That robust audience was reading the latest entry in the "Skimm Your Candidate" series, a set of interviews with 2016 candidates modeled on an introductory job interview. (The question to which Clinton was responding, naturally, was "What's your greatest weakness?" having just answered, "What is your greatest strength?") The spelling of "skim" there is not a typo; the interviews are a running feature in the daily e-mail newsletter, the Skimm.
I first heard of the Skimm after it included a story I'd written in its morning round-up. Any number of people e-mailed me to discuss the piece, mentioning where they'd seen it. The newsletter came to broader attention, though, after the interview with Bernie Sanders, which ended like this:
As is so often the case when you are a not-Millennial person stumbling upon something new in the media world, my lack of familiarity with the Skimm by no means meant that it was some scrappy little thing. The Skimm was founded in 2012 by Carly Zakin and Danielle Weisberg, two young NBC News veterans who'd met at college in Europe. They realized that the constant questions posed by their friends about what was going on in the world could be better answered by sending out a morning e-mail. A round of Series A venture capital funding to the tune of $6.25 million later, the Skimm is now a bit more sophisticated, with an audience that numbers over 1.5 million.
An audience that can attract the attention of the possible next president of the United States. "We thought about what they'd want to hear, what issues are important to them, and when they'd want to hear it," Zakin said, explaining how they decided to enter the 2016 world. (Among the important issues? Abortion rights. The target audience is young women aged 22 to 34.) "We spent a lot of time thinking about when we were going to jump in and make sure that we weren't going to overwhelm our audience from the beginning."

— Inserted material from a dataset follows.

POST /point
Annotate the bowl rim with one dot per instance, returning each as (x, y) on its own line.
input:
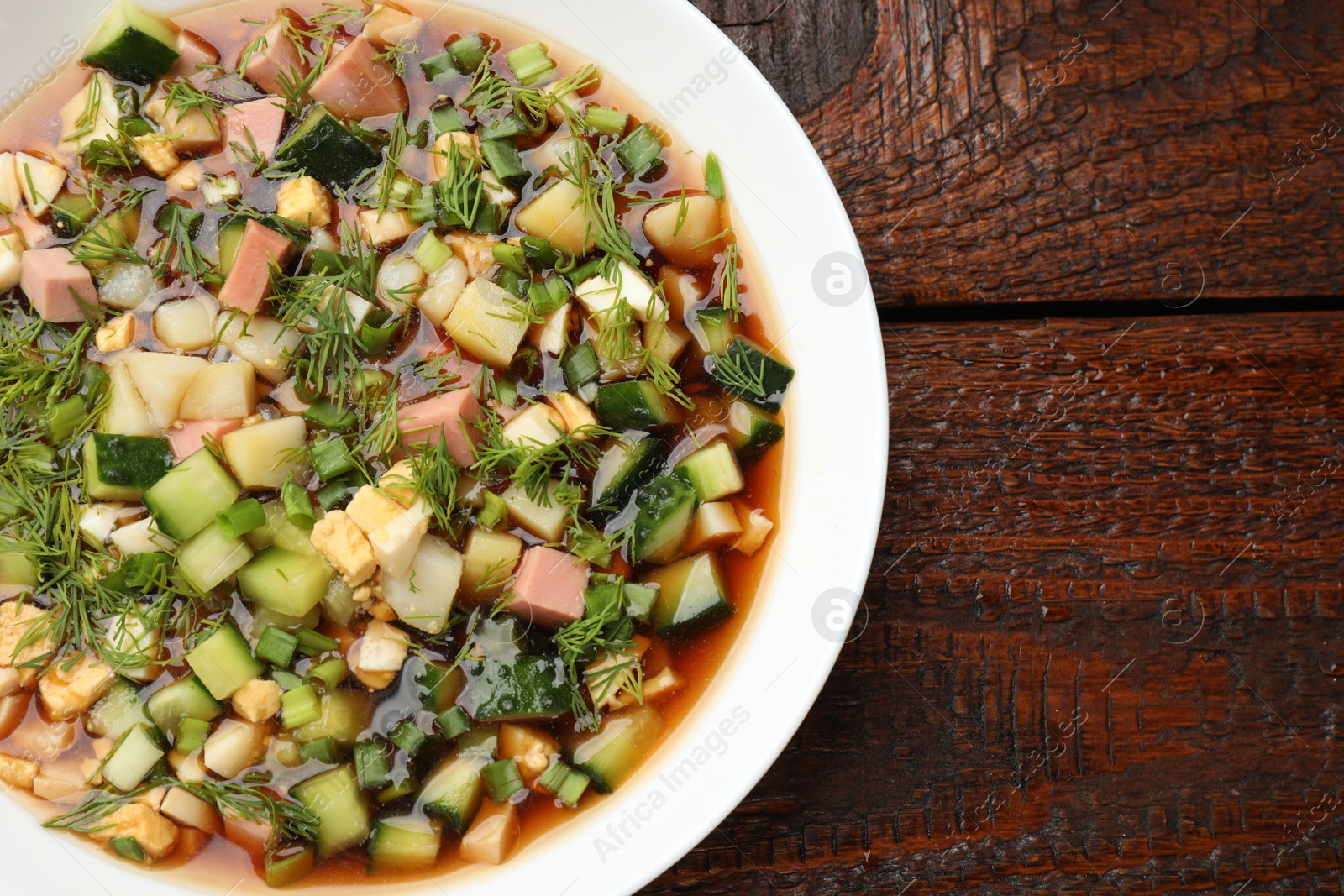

They settled on the job-interview format. "We created a series of basic interview questions to really have the candidates' personality come through, but also give our Skimmers the chance to hear from candidates that might not have been on their radar before." The first interview was with Carly Fiorina, over e-mail. Subsequent interviews -- with Lincoln Chafee, George Pataki, Rand Paul and Lindsey Graham, as well as the Democrats -- were in person or over the phone, with both Zakin and Weisberg participating. (Graham, I'll note because I concur, answered the coffee question by saying he drinks Coke Zero.)
Given the duo's background in media -- and their obvious polish in our interview -- I wondered whether it was intimidating to talk to Clinton. It was, Zakin said: "You could be interviewing the next president of the United States!" Weisberg added, "Honestly, talking to every single one of these candidates is surreal. It's weird to meet them in person and it's weird get a call on your cell phone from one of these people."
It's not clear which candidate's interview has generated the most interest; the pair said that they hadn't crunched the numbers to that end. The Sanders interview evoked a good response, thanks in part to his responses. "Pataki and Chafee did well as well," Zakin said, "because they were lesser-known candidates." But "we don't do it to pull data from our audience," she added. "We do it because we want to give our readers more information about who's running." This was the first round of interviews. They look forward to a round two.
At the end, feeling clever, I asked: How do you take your coffee?
"That's a good question," Zakin said. And then her response. "The answer's always: with Skimm!"
I groaned. "You just walked right into that one," I was told, and that was correct.
I told you they were polished.
Correction: The target age was originally listed as 22 to 24, due to a transcription error.